We komen nu ook meer collega vakantiefietsers tegen. Ik moet zeggen, een eigenaardig slag mensen. Op onze huidige camping in Wiltz staan we met drie stellen en hun tentjes naast elkaar. Allen fietsers. De man van het derde tentje (van onze tent af gerekend) bijvoorbeeld, sprak vanmorgen met een volume van ongeveer 60 decibel tegen zijn vrouw. Nu komt het! Nadat hij, gewapend met een rol toiletpapier, de wc had bezocht, sprak hij teruggekomen met liefst 85 decibel tegen zijn vrouw. Een stijging van maarliefst 25 decibel! Het was Nicole ook opgevallen. Verder waren hun fietstassen en shirts knalgeel. Ook al zo schreeuwerig.
Links van ons schreeuwt een klein meisje al geruime tijd om haar vader. Ik heb het vermoeden dat vader er niet is. Wel hoop ik vurig dat hij louter om een boodschapje is.

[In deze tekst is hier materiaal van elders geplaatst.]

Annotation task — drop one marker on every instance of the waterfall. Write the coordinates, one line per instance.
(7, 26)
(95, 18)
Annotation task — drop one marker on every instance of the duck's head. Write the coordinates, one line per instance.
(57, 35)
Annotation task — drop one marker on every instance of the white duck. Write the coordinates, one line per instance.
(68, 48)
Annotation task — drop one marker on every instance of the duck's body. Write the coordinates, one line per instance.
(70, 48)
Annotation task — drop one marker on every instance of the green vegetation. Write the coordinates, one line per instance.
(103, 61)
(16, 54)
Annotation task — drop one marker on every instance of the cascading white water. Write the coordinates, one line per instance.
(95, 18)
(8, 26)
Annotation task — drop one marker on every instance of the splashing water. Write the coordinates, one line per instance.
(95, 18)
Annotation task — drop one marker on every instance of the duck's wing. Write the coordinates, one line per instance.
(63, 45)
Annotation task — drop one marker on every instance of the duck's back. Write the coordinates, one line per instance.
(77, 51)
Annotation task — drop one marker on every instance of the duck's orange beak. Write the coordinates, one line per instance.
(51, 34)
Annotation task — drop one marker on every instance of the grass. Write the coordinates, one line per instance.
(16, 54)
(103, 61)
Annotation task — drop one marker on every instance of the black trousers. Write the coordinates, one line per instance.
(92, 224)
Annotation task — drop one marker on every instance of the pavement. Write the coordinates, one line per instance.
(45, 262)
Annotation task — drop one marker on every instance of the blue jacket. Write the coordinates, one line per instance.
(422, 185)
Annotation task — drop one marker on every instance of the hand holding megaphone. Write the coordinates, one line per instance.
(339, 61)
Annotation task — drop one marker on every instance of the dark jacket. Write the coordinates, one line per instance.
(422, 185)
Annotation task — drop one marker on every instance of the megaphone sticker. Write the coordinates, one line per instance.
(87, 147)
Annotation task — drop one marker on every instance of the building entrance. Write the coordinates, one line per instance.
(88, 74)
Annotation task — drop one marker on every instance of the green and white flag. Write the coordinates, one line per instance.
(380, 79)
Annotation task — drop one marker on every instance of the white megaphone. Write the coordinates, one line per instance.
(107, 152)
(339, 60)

In tent 2 zit een stel waarvan de vrouw zich manifesteert als een heuse kilometerfetisjist. “Hoeveel km hebben jullie gefietst?”, vraagt ze zodra we op ons campingplaatsje aankomen. “Bijna 400 km, zegt Nicole, we doen de Groene Weg!” Dan was het volgens madam onmogelijk dat we 400 km hadden gefietst. Haar man oppert dat we wellicht niet in Maastricht gestart waren. Wij beamen dit en Madam neemt schoorvoetend genoegen met deze lezing. Even later (manlief toont zijn fetisj voor kwaliteitfietsen en campingaccessoires) begint manlief over onze fietsen. Nicole, zo had hij direct gezien, reedt ook op een Santos. Net als zijzelf. Echter reden zij op een Santos met rohloff naaf en riem. Net iets beter dan de fiets van Nicole. Ik zeg: “Dat klopt! Haar ketting is al op dag 3 gebroken!”. Nou, hij reed al 10-20 duizend km op een riem die ingescheurd was. Zelfs dán nog niet nodig om te vervangen! Uiteraard hadden ze een reserve riem bij zich mocht het onwaarschijnlijke toch gebeuren.
Madam corrigeert inmiddels de bewering van haar man. Het gaat volgens haar al zeker om 30 duizend kilometer! Manlief stemt berustend in met de 30 duizend kilometer.
Manlief ratelt nog wat door over mijn fiets (onnodig duur) en nodigt ons uit om eens naar hun uitrusting te komen kijken (hun tent was het neusje van de zalm). Daar konden we als aspirant vakantiefietsers ons voordeel mee doen mochten we volgend jaar weer gaan fietsen. Op de achtergrond is Madam aan het uitzoeken hoe het komt dat ze volgens planning 64 km zouden afleggen naar de camping maar in werkelijkheid 54 km op de teller hadden staan.
Ik heb vannacht (ik had hoge nood en de toiletten waren nét iets te ver) tegen een tent staan pissen waarvan ik, uit betrouwbare bron, heb vernomen dat het werkelijk hét neusje van de zalm moet zijn.